While it is encouraging that most respondents were aware of LAI, our findings raise concern that individuals with lower educational attainment may be disadvantaged by lack of awareness of new treatments. Other data have also shown a lower education level is associated with preference to stay on daily oral therapy rather than transition to any long-acting option [28]. In light of these findings, low education appears to be a contributor to low uptake of LAI. The exact mechanism of that effect is not fully understood and is likely multifactorial. Even as long-acting therapies advance, there will continue to be an important market for daily oral medications. Additionally, patient education on the availability of new therapies will be important for optimal uptake.
Those who were interested in LAI were more often younger and were, on average, more recently diagnosed. That said, the average time since diagnosis in the interested group was 13 years, suggesting that early treatment decisions in the first years after diagnosis are not the only opportunity for patients to be interested in LAI. Additionally, in the regression analysis, older age was associated with lower interest in LAI. The findings regarding age and time of diagnosis are consistent with what was found by Akinwunmi et al. (2021) in a European sample and Simoni et al. (2019) in a US Northwest sample, while Barthold et al. (2023) also found a similar relationship with age in a sample including the US South. This suggests that those trends are not limited to a geographical setting. That said, some proposed benefits of LAI are advantageous for an aging person, particularly those with a large pill burden. While increasing age is associated with lower interest in LAI overall, our data do not rule out the possibility of LAI appealing to older adults with specific barriers (i.e. dysphagia, polypharmacy, interactions) to oral medication adherence and efficacy [14].
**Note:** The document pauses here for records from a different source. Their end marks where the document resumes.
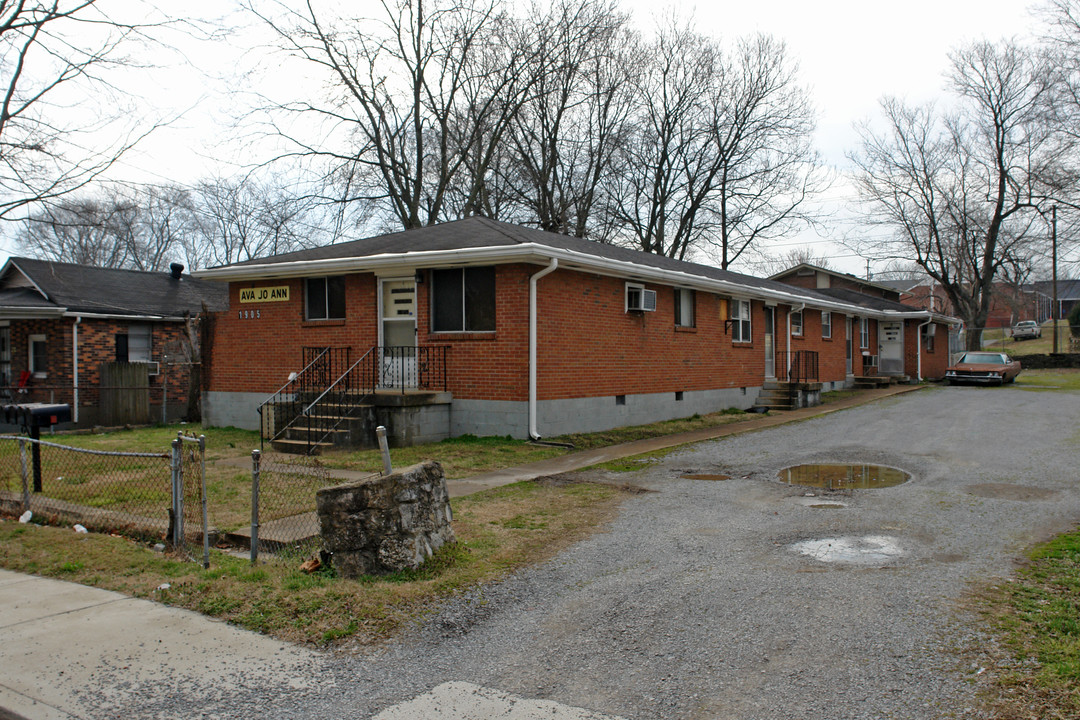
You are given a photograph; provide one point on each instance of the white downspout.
(534, 434)
(792, 311)
(918, 347)
(75, 368)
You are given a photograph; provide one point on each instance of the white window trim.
(693, 310)
(29, 350)
(625, 298)
(326, 299)
(738, 318)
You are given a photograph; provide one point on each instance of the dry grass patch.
(498, 531)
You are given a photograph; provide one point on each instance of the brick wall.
(255, 345)
(589, 344)
(934, 361)
(96, 345)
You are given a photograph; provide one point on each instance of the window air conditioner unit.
(640, 299)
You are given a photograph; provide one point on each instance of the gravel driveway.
(697, 603)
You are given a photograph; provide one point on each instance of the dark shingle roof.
(856, 298)
(476, 232)
(105, 290)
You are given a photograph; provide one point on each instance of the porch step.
(299, 447)
(775, 397)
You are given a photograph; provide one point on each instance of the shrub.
(1075, 321)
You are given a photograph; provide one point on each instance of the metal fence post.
(26, 475)
(202, 459)
(256, 461)
(381, 432)
(177, 494)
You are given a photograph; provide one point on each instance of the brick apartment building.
(528, 333)
(63, 325)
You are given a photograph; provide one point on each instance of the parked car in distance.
(1026, 329)
(983, 368)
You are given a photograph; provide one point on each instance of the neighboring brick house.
(61, 322)
(540, 334)
(891, 339)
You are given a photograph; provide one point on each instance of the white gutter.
(524, 253)
(123, 316)
(790, 312)
(538, 254)
(75, 368)
(532, 347)
(918, 347)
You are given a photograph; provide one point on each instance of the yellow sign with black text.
(264, 294)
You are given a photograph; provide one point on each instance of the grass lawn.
(498, 530)
(1051, 380)
(1036, 617)
(998, 339)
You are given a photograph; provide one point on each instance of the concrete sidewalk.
(70, 651)
(69, 648)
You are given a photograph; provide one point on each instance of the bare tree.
(671, 167)
(565, 137)
(763, 136)
(88, 230)
(419, 100)
(242, 218)
(958, 191)
(55, 56)
(723, 157)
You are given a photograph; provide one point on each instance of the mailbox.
(32, 417)
(37, 415)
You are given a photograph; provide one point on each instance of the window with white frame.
(684, 308)
(324, 298)
(39, 358)
(134, 345)
(463, 300)
(740, 321)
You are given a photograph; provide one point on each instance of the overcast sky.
(851, 53)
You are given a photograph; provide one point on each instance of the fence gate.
(125, 394)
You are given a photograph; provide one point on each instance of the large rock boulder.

The benefits most appreciated and concerns most worrisome according to the participants in our study were similar to those seen in previous literature [7, 10, 13, 14, 25, 27, 29]. Namely, those interested in LAI appreciate the convenience of injections (easy travel, no missed doses), the privacy afforded by LAI, and the avoidance of gastrointestinal side effects or medication interactions. However, interested and disinterested people alike frequently (~ 75% overall) rated themselves “moderately” or “extremely” concerned about cost or insurance coverage of LAI. Previous literature on LAI for HIV treatment has largely been conducted in a cost-neutral environment, and so it is important to note how cost impacts treatment decisions as cost has been identified as a barrier to transitioning to LAI [30]. A recent study in Australia also found out-of-pocket cost to be a key determinant of ART preference, while a pilot study in the US South noted delays in treatment initiation due to insurance denials [31, 32]. This is particularly concerning in the US healthcare market with the complex mix of private and public payors. A unique feature of LAI access in our healthcare system is the division of individuals by insurance status- in our clinic, uninsured PWH have easier and more affordable access to new HIV medicines through the AIDS Drug Assistance Plan. Meanwhile, those with private insurance often have a high financial barrier to accessing these medicines while insurance companies and health systems learn how to bill and reimburse for a new drug and treatment modality. It is common for the injections to only be covered under medical benefits, introducing higher cost sharing requirements than would be expected if the medication were covered by pharmacy benefits. We did not collect data on insurance status in this study, but an investigation of preference variability and accessibility of the medication by insurance status is an area for future research as differences in insurance coverage may contribute to disparities in uptake.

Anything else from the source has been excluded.